Aside from interest payments there are other money pits that continue to siphon capital from productive industries.
How much money does a new CVN, a new nuclear aircraft carrier, cost? The USS George H.W. Bush cost $6.2 billion to construct and requires hundreds of millions a year in maintenance costs alone. Over its 40 year life it is expected to cost over $10 billion. The new USS Gerald R. Ford has already cost more than $5.1 billion and it has not even been commissioned. The construction of the USS Gerald R. Ford is expected to potentially cost more than $6.25 billion, including $1.1 billion in over-runs. Purchasing its Air Wing alone will cost another additional $3.5 billion. Altogether the US Navy maintains 11 aircraft carriers, each just as expensive as the Bush and Ford. ((This does not include the dozen Landing Helicopter Dock (LHD) amphibious assault ships the US Navy builds and maintains, each of which is roughly bigger than any World War II–era aircraft carrier. In fact the USS Wasp–class is larger than the aircraft carriers of other countries such as the UK, Spain, Brazil, and India. They also each cost several billion to build and maintain, excluding the purchase of an Air Wing (combination of helicopters, tiltrotors, Harriers) and crew costs.)) Yet the productive value of an aircraft carrier is nil. It diverts productive capital and skilled talent and chases imaginary Imperial battle fleets that have not existed in more than 60 years. ((Alfred Mahan’s blue navy dream does not make sense in an era with satellite surveillance, UCAVs, and speed boats. Aircraft carriers are anachronistic in this day and age. Why not build dozens of cheaper small submarines or littoral combat boats instead? Or demilitarize completely like Costa Rica. See also “Millennium Challenge 2002” on Wikipedia and “Iran Encounter Grimly Echoes ’02 War Game” in the NY Times.)) In essence, the US political class has not only propped up zombie financial institutions but it has erected floating pyramids, whose productive utility is equivalent to the Pharaonic tombs of yesteryear. ((The US Department of Defense has been the world’s largest oil consumer for several years in a row. As part of the flight operations on aircraft carriers, jet fighters routinely dump jet fuel prior to landing. Imagining all the alternative uses for the hundreds of barrels each Air Wing dumps each year, let alone the alternatives for 144 million barrels the US military consumes annually, is left for the readers imagination.))

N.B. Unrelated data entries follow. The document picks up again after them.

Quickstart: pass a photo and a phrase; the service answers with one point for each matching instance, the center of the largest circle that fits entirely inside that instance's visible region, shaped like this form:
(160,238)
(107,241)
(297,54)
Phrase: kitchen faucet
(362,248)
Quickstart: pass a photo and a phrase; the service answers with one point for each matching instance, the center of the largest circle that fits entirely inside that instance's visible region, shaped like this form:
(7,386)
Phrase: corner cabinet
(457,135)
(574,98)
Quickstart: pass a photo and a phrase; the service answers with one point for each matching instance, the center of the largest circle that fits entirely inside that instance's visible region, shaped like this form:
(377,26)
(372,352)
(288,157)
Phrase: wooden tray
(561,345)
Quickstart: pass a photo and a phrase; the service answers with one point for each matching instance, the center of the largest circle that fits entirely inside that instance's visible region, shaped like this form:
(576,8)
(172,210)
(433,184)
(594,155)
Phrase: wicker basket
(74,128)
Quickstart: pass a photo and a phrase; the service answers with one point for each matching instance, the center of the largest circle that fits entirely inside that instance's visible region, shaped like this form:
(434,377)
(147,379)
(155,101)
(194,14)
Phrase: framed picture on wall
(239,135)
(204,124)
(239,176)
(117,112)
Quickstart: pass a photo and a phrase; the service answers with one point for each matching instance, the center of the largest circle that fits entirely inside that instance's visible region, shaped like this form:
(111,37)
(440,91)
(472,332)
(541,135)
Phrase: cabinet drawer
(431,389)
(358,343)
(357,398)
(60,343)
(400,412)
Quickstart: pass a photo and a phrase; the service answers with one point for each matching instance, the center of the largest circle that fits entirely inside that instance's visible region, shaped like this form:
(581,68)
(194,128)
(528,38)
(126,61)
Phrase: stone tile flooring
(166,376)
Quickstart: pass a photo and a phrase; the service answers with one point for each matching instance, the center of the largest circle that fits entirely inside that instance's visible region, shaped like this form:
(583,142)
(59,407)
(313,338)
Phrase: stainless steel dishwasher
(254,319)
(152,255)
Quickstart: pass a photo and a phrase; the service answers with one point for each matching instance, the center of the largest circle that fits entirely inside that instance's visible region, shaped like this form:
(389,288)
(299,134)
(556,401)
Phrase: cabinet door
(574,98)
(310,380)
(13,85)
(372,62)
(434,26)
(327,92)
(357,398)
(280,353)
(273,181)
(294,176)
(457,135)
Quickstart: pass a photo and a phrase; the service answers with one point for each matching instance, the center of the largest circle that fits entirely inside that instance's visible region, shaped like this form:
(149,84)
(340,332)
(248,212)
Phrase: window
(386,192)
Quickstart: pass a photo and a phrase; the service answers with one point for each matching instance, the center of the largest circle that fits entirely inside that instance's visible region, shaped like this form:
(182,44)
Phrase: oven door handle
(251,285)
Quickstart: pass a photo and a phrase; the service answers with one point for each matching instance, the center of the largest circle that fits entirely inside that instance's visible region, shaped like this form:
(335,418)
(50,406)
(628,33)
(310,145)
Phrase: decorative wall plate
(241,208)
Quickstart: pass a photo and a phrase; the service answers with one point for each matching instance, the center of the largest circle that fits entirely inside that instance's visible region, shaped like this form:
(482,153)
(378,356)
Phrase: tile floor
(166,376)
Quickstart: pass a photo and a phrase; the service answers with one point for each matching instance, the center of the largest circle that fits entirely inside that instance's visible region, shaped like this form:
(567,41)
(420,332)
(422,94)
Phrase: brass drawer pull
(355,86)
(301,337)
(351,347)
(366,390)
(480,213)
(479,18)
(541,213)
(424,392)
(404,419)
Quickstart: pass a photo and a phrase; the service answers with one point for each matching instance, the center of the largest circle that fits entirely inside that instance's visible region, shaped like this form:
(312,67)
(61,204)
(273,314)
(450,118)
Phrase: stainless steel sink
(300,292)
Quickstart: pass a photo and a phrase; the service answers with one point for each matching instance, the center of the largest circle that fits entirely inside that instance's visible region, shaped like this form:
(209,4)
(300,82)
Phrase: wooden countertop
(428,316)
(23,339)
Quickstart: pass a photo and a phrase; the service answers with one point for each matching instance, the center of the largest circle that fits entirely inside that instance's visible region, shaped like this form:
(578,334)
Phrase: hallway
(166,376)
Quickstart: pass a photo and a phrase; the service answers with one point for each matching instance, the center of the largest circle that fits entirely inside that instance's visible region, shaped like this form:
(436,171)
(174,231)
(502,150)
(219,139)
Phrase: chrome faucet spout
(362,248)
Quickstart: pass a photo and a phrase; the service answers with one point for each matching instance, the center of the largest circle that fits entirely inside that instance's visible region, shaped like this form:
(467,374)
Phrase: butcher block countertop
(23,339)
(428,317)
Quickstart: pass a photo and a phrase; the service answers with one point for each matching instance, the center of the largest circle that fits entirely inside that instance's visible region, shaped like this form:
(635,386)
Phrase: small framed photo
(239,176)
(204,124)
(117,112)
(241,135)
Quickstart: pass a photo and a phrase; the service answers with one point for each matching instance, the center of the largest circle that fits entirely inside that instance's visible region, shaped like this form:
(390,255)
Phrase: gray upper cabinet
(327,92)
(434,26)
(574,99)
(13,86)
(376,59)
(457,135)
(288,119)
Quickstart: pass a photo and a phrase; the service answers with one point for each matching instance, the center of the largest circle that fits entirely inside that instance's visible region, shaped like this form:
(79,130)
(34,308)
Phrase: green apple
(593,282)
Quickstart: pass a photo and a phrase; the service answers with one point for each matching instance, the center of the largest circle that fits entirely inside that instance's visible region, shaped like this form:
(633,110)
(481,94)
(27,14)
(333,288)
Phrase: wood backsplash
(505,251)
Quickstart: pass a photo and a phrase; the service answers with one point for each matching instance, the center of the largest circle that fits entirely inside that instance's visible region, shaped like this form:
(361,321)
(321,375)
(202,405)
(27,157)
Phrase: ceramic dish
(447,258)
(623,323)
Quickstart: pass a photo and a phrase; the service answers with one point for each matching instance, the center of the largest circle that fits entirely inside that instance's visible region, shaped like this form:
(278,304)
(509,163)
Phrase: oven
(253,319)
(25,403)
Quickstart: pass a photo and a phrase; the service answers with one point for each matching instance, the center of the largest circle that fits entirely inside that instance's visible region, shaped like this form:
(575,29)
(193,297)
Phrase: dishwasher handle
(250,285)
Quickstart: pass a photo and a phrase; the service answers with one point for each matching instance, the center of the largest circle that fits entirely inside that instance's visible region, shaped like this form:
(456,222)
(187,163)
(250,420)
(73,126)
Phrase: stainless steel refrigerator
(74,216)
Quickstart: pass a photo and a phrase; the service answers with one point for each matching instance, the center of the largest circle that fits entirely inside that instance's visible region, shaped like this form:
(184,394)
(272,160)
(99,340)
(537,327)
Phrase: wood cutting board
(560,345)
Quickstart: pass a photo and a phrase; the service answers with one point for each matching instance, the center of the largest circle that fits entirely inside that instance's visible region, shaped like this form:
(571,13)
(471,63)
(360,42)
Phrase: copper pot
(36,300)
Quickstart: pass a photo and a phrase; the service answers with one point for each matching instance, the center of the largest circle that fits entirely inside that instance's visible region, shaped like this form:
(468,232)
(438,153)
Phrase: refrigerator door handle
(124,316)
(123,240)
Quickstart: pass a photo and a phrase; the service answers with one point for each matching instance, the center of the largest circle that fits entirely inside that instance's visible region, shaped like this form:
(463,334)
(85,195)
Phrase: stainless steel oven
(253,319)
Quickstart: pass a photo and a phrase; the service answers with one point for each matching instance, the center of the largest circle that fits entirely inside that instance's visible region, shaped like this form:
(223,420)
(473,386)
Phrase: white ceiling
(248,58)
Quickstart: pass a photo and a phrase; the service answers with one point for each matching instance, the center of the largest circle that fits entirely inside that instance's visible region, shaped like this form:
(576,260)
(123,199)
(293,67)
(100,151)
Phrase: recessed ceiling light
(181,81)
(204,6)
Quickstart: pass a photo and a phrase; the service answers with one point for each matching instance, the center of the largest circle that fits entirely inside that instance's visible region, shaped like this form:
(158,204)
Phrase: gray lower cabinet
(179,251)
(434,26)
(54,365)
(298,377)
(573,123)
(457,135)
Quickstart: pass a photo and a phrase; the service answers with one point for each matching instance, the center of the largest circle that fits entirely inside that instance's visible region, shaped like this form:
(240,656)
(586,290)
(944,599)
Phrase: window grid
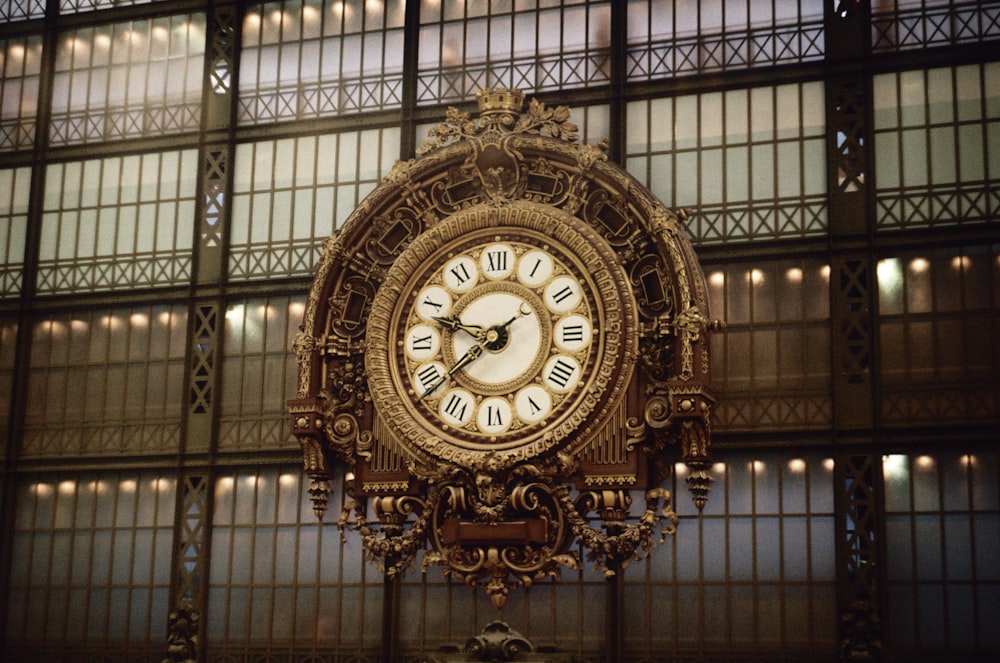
(943,526)
(773,360)
(15,183)
(8,353)
(81,6)
(106,383)
(936,155)
(678,38)
(259,374)
(19,87)
(313,59)
(20,10)
(128,80)
(281,581)
(117,223)
(766,540)
(290,194)
(533,46)
(939,315)
(770,144)
(903,25)
(91,564)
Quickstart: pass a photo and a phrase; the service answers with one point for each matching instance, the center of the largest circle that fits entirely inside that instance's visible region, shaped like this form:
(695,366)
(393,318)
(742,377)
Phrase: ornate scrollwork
(622,540)
(182,635)
(498,642)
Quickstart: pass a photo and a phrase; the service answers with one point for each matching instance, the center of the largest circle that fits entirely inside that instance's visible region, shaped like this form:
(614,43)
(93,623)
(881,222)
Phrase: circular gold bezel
(610,362)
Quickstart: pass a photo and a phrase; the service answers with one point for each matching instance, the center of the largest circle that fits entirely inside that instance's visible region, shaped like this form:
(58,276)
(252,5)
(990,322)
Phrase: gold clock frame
(502,520)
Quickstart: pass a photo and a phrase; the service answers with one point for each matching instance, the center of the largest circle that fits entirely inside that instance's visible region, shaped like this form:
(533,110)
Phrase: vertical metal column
(206,317)
(853,301)
(25,318)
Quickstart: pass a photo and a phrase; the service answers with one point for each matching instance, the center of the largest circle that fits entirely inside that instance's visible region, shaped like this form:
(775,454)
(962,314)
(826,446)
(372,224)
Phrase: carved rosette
(502,521)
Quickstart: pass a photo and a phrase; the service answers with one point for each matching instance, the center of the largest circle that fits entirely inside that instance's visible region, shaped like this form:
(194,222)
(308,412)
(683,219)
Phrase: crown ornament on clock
(500,101)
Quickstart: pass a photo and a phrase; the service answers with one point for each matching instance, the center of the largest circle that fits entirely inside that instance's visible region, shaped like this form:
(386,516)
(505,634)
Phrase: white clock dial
(535,268)
(572,333)
(433,301)
(497,261)
(457,407)
(515,357)
(461,274)
(428,378)
(494,416)
(422,342)
(497,338)
(563,294)
(561,373)
(532,404)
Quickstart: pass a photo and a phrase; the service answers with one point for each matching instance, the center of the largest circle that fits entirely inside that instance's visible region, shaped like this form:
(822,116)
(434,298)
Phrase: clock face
(497,336)
(500,331)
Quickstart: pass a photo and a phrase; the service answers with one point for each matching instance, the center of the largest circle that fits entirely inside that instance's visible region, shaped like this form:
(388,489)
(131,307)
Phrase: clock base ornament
(506,343)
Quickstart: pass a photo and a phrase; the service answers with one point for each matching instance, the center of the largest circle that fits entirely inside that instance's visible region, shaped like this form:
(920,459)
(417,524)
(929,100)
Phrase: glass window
(938,321)
(259,375)
(927,500)
(770,522)
(771,364)
(280,577)
(106,383)
(901,25)
(308,59)
(20,64)
(768,144)
(532,45)
(15,183)
(128,80)
(92,556)
(79,6)
(290,194)
(19,10)
(935,145)
(119,222)
(677,38)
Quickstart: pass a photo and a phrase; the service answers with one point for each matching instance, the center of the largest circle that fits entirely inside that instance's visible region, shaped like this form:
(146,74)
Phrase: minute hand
(452,323)
(470,356)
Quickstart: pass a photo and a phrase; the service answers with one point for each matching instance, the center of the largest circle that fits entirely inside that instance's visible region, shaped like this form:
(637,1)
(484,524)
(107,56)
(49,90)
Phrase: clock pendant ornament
(508,335)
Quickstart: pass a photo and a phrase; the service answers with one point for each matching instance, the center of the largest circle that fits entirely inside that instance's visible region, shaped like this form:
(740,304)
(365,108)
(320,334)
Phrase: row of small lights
(888,270)
(892,465)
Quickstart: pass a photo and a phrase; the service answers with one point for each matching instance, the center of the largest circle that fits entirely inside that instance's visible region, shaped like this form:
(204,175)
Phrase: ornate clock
(508,335)
(500,332)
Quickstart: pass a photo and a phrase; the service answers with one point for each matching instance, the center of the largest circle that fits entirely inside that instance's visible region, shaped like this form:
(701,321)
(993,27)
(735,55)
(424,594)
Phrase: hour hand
(470,356)
(452,323)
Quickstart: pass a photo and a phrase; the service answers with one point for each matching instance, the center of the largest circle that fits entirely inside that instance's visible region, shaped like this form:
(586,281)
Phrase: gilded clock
(501,332)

These staggering fleet costs are dwarfed by yet another government program whose counter-productive task is mass destruction. According to a 1998 study from the Brookings Institute, approximately $5.8 trillion has been spent on the US nuclear weapons program since 1940. ((Based on current projections, the United States will spend about one-third of that $1 trillion global total for modernizing its nuclear program. For a perspective on how much the United States spent on other military programs, according to The Sixteen-Trillion Dollar Mistake, author Bruce Jansson states that, “In addition to the $2.4 trillion the United States spent on strategic forces in the Cold War, it spent $7.8 trillion on general purpose forces from 1951 through 1992.”)) Fast forward to today, GlobalZero estimates that current nuclear powers will spend at least another trillion this next decade to “modernize” their nuclear programs.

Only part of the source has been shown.